Isleep through the plane ride to Kannapolis. We’re at the Skorost headquarters and McKenna McIntyre is way younger than I expect. She’s in her mid-twenties and has a passion for her job that is just infectious. Their headquarters are on the edge of a racetrack, one they use to test their cars. A couple of race cars are on the track already. I watch them through the glass wall of the massive second-floor open space, which McKenna calls the lab, but Anatoly Petrov, who hovers close by, calls “bardac.”

He’s as polite as always, but it’s obvious he’s uncomfortable with us here, filming in the lab. He’s the one that deflected our filming enquiries in the past, but the Grande Prima executives finally came to the table to push it through, and he caved under the pressure.

Jay pans the vast room. At the far end, a team of engineers are stooped over a huge table covered in blueprints and plastic molded car parts are strewn everywhere.

“It’s biomimicry,” McKenna says excitedly and scoops up a part. “Nature really has the best designs.” She launches into a very technical explanation of birds of prey and airflow dynamics in bird flight. “We recreated it in the upgraded design for the next racing season.”

There are specific regulations that dictate when changes to the cars can be made, and though they are tweaked throughout the racing season, major developmental upgrades usually take place over the winter break, which is end of November through January typically.

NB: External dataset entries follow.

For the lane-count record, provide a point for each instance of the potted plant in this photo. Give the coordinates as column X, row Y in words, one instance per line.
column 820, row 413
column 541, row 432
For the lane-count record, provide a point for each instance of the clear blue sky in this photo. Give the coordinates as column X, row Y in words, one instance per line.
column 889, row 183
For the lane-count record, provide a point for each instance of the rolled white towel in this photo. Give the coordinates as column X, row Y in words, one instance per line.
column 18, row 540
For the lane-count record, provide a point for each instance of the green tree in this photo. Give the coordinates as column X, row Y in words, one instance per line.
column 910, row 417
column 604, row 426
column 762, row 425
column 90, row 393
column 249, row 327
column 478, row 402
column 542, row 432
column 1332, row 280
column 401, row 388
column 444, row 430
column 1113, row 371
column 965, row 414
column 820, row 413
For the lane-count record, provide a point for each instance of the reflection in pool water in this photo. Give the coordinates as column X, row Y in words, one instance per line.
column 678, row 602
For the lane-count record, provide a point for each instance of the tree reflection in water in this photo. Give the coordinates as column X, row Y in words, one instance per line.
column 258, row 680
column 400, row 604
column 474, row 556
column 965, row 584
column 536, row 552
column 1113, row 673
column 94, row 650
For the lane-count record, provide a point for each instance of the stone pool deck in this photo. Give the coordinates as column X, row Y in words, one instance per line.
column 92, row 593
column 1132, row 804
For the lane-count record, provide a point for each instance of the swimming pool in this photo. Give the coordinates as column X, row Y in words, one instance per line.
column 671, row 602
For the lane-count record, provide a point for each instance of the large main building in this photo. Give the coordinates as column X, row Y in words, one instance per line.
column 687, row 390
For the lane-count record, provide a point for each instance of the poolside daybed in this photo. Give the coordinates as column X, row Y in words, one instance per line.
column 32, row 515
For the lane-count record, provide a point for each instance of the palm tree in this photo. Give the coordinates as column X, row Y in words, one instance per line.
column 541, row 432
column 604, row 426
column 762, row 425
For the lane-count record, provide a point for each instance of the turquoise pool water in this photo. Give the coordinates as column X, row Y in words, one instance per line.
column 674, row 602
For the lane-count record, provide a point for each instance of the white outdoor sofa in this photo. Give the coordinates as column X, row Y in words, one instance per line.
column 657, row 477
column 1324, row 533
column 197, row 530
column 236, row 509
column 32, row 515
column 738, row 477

“So, while the aerodynamics of the car is one thing, by implementing biomimicry into the production materials as well, we’re not only recreating the aerodynamic properties, like wing shape, but we can also apply structural and materialistic improvements based on natural structures.”

She snatches up a blueprint enthusiastically. Anatoly starts forward in an attempt to keep at least some of their research private, but McKenna easily pulls it out of his grasp.